The Georgetown Mayor and City Council today agreed to pay its workers a 10% retroactive salary increase for 2024 after a number of its essential workers, including Constabulary officers and garbage collectors staged a sit-in.
The Municipality has also agreed to pay the workers an 8% salary increase for 2025.
The Georgetown Mayor and City Council and the Guyana Labour Union (GLU) signed the agreement today following the intervention of the Chief Labour Officer (CLO), Dhaneshwar Deonarine.
Quoting the agreement, City Mayor, Alfred Mentore, told News Source that according to the agreement, the workers would be paid the increase on or before March 31, 2025.
“The agreement clearly states that the parties have agreed that there will be a 10% retroactive salary increase for 2024 to be paid on or before 31st March 2025…The parties agreed that there will be an 8% salary increase for 2025, which will be retroactive for 2025, and which will also be paid before the 31st of July, 2025,” the Mayor said.
The City Mayor said the workers staged the sit-in based on poor advice given by the GLU.
The Mayor explained that it was never the Council’s intention not to increase the salaries of the workers, but it was deeply concerned about the Municipality’s ability to finance the increase, having only received 58% of its rates and taxes for 2024.
He said the Municipality needed time to generate the revenues needed to afford the increases.
“We have agreed to these terms and conditions based on our ability to also get our money in. So, the union, in this case, has given us time, which we proposed to the council earlier this year, that what we need is time,” he explained.

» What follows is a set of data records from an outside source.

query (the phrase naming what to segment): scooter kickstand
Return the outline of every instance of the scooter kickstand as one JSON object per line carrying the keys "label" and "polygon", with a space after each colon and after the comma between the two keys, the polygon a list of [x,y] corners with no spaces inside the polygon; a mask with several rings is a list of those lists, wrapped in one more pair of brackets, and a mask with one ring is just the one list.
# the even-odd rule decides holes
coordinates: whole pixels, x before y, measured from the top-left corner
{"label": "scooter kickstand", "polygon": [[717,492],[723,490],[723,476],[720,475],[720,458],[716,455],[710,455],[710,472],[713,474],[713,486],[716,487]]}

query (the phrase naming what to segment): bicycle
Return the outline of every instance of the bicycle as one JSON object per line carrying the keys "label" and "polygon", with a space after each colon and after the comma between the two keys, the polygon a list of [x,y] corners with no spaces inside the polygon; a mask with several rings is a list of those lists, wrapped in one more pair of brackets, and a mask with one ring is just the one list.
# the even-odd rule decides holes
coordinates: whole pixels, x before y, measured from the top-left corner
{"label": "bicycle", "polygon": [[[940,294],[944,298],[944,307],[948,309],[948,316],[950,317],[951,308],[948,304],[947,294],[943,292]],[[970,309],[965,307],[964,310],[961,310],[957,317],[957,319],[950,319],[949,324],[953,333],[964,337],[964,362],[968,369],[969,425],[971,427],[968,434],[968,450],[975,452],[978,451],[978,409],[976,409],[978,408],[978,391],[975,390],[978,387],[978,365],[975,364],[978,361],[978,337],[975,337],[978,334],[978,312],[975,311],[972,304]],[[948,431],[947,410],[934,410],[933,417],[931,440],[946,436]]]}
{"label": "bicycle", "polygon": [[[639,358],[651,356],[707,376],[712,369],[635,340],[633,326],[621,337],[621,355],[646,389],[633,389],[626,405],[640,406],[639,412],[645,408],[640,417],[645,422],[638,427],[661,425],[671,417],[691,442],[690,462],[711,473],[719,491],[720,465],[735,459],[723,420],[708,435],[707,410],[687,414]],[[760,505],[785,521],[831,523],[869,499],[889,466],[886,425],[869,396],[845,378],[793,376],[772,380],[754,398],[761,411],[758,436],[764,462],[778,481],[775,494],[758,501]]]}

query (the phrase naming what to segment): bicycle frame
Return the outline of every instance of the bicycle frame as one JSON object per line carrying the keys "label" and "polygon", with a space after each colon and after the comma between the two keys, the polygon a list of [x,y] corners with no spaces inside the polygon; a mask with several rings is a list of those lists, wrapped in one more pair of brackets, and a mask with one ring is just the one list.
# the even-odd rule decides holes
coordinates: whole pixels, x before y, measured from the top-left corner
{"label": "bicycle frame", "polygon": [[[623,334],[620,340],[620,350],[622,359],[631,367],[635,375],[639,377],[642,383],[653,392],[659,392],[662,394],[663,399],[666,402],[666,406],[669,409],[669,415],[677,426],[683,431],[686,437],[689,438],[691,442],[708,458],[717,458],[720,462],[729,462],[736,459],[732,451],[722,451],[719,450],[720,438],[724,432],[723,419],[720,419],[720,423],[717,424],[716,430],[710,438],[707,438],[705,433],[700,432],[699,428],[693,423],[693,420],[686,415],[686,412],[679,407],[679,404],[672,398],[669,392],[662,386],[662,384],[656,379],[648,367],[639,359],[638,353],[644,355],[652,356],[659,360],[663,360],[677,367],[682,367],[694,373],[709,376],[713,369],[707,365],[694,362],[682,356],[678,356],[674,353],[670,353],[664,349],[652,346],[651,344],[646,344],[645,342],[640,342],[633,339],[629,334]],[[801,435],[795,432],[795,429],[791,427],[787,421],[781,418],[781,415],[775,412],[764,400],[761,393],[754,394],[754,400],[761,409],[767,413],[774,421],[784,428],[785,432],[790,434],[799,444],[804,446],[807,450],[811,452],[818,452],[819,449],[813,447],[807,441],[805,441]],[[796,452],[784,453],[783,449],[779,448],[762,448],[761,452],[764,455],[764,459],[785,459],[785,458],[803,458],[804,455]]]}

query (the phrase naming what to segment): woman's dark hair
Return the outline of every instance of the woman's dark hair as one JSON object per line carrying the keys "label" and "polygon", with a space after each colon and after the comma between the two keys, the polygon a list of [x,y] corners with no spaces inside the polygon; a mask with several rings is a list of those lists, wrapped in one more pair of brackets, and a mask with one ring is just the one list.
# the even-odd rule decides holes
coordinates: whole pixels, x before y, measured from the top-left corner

Based on the agreement, the Union has agreed to support the Mayor and City Council in its efforts to garner its outstanding revenues by imploring the public, businesses, and other entities to pay their taxes.
Meanwhile, over at Freedom House, Vice President and General Secretary of the People’s Progressive Party/Civic (PPP/C), Bharrat Jagdeo lashed out at the Council, which has an APNU majority, over its inability to pay its workers.

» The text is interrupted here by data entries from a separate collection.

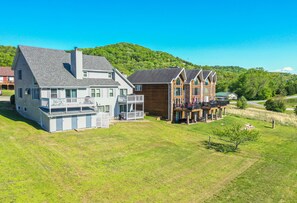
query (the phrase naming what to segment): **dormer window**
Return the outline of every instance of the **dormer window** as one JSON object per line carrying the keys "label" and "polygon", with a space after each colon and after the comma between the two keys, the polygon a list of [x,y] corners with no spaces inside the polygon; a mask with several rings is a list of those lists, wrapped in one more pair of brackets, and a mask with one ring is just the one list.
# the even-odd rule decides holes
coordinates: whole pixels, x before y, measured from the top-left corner
{"label": "dormer window", "polygon": [[180,85],[180,78],[177,78],[175,83],[176,85]]}
{"label": "dormer window", "polygon": [[208,80],[208,78],[206,78],[205,85],[208,85],[208,84],[209,84],[209,80]]}
{"label": "dormer window", "polygon": [[84,71],[84,78],[87,78],[88,77],[88,72],[87,71]]}
{"label": "dormer window", "polygon": [[198,78],[196,78],[196,79],[194,80],[194,85],[199,85],[199,80],[198,80]]}
{"label": "dormer window", "polygon": [[108,73],[108,78],[111,78],[112,77],[112,73]]}

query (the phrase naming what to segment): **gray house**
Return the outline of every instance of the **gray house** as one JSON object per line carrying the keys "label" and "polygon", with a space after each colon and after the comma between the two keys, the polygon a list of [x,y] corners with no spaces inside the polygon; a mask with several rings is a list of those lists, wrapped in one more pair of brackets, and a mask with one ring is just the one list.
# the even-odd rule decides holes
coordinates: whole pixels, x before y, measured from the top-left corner
{"label": "gray house", "polygon": [[49,132],[144,116],[143,95],[104,57],[19,46],[12,69],[17,111]]}

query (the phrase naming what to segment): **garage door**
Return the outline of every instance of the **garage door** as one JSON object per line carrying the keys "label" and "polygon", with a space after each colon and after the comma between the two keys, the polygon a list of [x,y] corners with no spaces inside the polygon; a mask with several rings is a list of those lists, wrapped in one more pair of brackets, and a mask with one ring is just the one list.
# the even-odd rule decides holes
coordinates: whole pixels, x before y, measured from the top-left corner
{"label": "garage door", "polygon": [[86,115],[86,127],[87,128],[92,127],[92,115]]}

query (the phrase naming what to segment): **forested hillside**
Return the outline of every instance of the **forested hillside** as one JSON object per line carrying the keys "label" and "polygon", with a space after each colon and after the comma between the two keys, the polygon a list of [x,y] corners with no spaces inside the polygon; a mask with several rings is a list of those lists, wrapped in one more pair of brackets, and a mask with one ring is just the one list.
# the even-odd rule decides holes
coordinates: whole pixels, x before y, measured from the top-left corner
{"label": "forested hillside", "polygon": [[[0,46],[0,66],[11,66],[15,47]],[[81,49],[84,54],[106,57],[121,72],[130,75],[137,70],[180,66],[186,69],[202,68],[217,72],[217,92],[234,91],[248,99],[266,99],[277,94],[297,93],[297,76],[270,73],[261,68],[244,69],[238,66],[200,66],[171,54],[130,43]]]}
{"label": "forested hillside", "polygon": [[0,45],[0,66],[9,67],[12,65],[16,48],[12,46]]}

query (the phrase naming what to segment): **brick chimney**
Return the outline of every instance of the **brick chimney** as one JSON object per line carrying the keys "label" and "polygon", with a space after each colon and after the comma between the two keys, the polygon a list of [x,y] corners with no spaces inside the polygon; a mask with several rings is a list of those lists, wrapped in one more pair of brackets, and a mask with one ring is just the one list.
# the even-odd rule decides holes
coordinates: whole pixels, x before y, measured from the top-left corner
{"label": "brick chimney", "polygon": [[77,47],[71,52],[71,72],[76,79],[83,79],[83,55]]}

“The City Council has a huge source of potential income from which they could meet their liabilities to the workers to those who provide services to the city and also for developmental works. But they refuse to go after that huge source of revenue. They keep diverting the issue, every time it is raised, to the government’s support to the city,” the General Secretary said.
He said Government’s support to the city has been “enormous” with a number of Government-funded developmental projects being rolled out in the city, including the improvements to roads and bridges and the development of green spaces.
Jagdeo said the City Council must do its part and collect rates and taxes owed.
But City Mayor Alfred Mentore, assured News Source that “everybody will fall under the hammer,” and outstanding taxes would be sought, including those owed by political parties and the Government itself.